Plainly put, it’s a wonderful thing that filmmakers like Dominique Abel and Fiona Gordon can exercise their cinematic whimsy in their own way, in their own taste. The Belgian writing-acting-directing-producing duo, now on their fifth feature film, continue to explore a medium they call “poetico-burlesque,” a highly stylized, mannered approach to physical comedy influenced perhaps most directly by Buster Keaton and Jacques Tati. Their singular cinematic expression can amuse, even beguile, if at times—especially in their latest feature The Falling Star—there exists little purpose beyond the duo’s own artistic experimentation. In short, their filmmaking is something of an “acquired” taste, delightful as it may be at any given moment, yet one that may not be worth the effort for filmgoers weaned on more conventional fare.
The Falling Star is a caper film, mining tropes of mistaken identity with a dead-ringer double plot in a richly colorful film noir milieu. Abel’s Boris is a former radical activist with a long dark past, a recluse hiding in the shadows of the tiny Falling Star bar where, it seems, no patrons exist to identify him. That is, until a hitman, Georges (Bruno Romy) appears, wielding a shotgun at point-blank range. Fortunately for Boris, the hitman’s weapon misfires, blowing off his own prosthetic arm instead—an example of the film’s offbeat humor, if you find that sort of thing funny—and Boris narrowly escapes. So does the hitman, though, necessitating a new plan for Boris and his partners-in-cahoots, barmaid Kayoko (Japanese dancer and choreographer Kaori Ito) and doorman Tim (Philippe Martz).

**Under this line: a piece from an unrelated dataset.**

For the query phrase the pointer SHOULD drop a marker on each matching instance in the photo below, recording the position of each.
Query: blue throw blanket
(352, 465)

Fortune arrives when Tim and Kayoko spot a prospective double, a down-on-his-luck depressive named Dom (also played by Abel). The two work a little makeover magic, and voílà!—Dom is a dead ringer for Boris, which, as you might imagine, does not exactly work to his advantage, what with a single-minded, highly aggravated hitman with a reconditioned-but-still-malfunctioning gun arm still on his trail and everything. Complicating matters further are the fact that Dom’s estranged wife Fiona (Gordon) just so happens to be a private eye: guess what case lands in her seedy office?
Anyway, the plot matters little in The Falling Star. Each narrative act is, simply, an occasion for a set piece of sorts. That might be a gag where a gunman’s prosthetic arm backfires, dressing a unconscious Dom becomes an elaborate dance, or, a là Chaplin in Modern Times, the protagonist unwittingly finds himself in the midst of a protest parade. Other scenes are even slimmer, for instance, existing apparently only for the purpose of allowing a specific visual, like the too-tall sunflower stalk Fiona drives to her late son’s gravesite. The Abel-and-Gordon team create an impressive visual conceit for the film: it’s kind of like the richly colorful milieu of a mid-eighties Fassbinder melodrama, where instead the characters engage in lo-fi wacky hijinks and slapstick gags.

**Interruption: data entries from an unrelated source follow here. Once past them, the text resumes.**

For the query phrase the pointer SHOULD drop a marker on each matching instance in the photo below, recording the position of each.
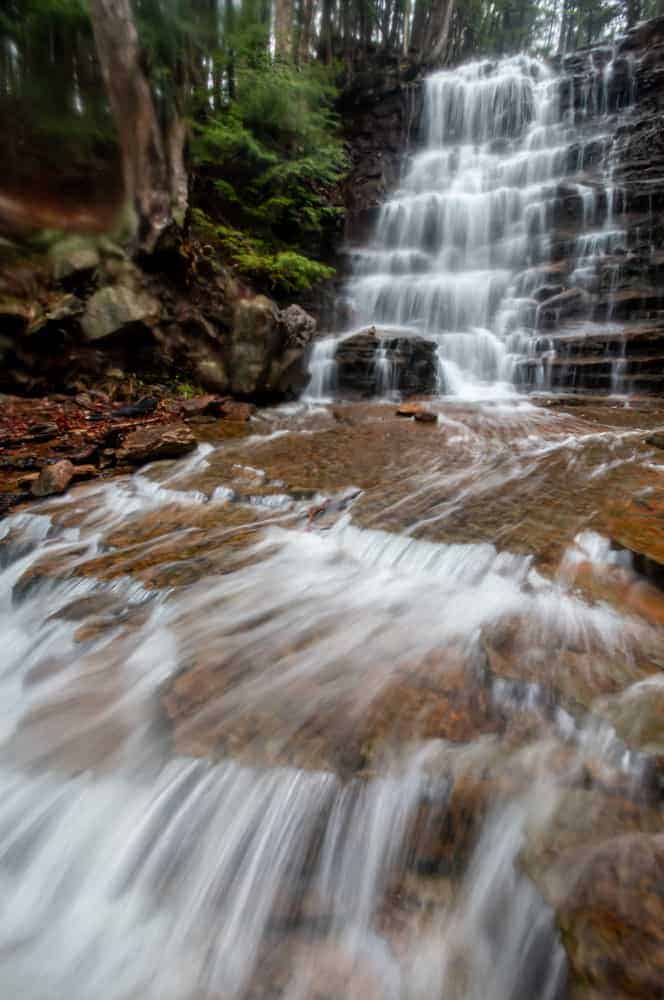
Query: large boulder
(612, 921)
(254, 340)
(287, 372)
(362, 360)
(267, 347)
(53, 479)
(74, 257)
(148, 444)
(116, 307)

The impact would be, frankly, far greater were, first, the gags themselves funnier and, second, the narrative stakes at least discernible. But the jokes land only occasionally and even then, at best, are only mildly inventive or slightly amusing. (Ito’s dancing and choreography, for better and for worse and as good as it is, drives a number of the gags; a last-act full-cast dance-and-showdown set to the slinky guitar of Link Wray’s “Rawhide” is fun, but you might no longer be paying much attention by the time it arrives). One has to admire the invention and intention both in duo’s set pieces, and you can indeed trace the influences of the visual conceit of films like Tati’s brilliant Playtime or Keaton’s Sherlock, Jr. in their design. Nothing, though, in The Falling Star ever approaches the heights of dazzling brilliance or sheer daring those pioneers reached, and despite its makers’ ambitions, this film feels, simply, leaden.
That Boris and his cronies bury their heads in the sand while the world around them—the one outside their Falling Star watering-hole—is enmeshed in social turmoil makes for an intriguing subtext to the film’s slight plot. These are characters who don’t fit in the world around them, one where real-life concerns, such as the health-care protests taking place, are genuine conflicts. Boris, Kayoko, Tim, Fiona, and Dom play out their caper with no knowledge or understanding of the world outside their caper, except if and when it impacts them personally. That’s an aesthetic narrative choice Abel and Gordon make, and it’s one with a point, but it also reduces the film’s primary narrative action to pure folly. The Falling Star is a film made by a duo with considerable talent and a handful of clever ideas—I’m glad they are able to keep making what they want, how they want—it’s just hard to have to root this hard for their success. Were The Falling Star a bit more humorous, a bit better paced, a bit more relevant, one wouldn’t have to root at all.
THE FALLING STAR opens August 30 at the Quad Cinema in New York and September 13 at the Laemmle Royal in Los Angeles.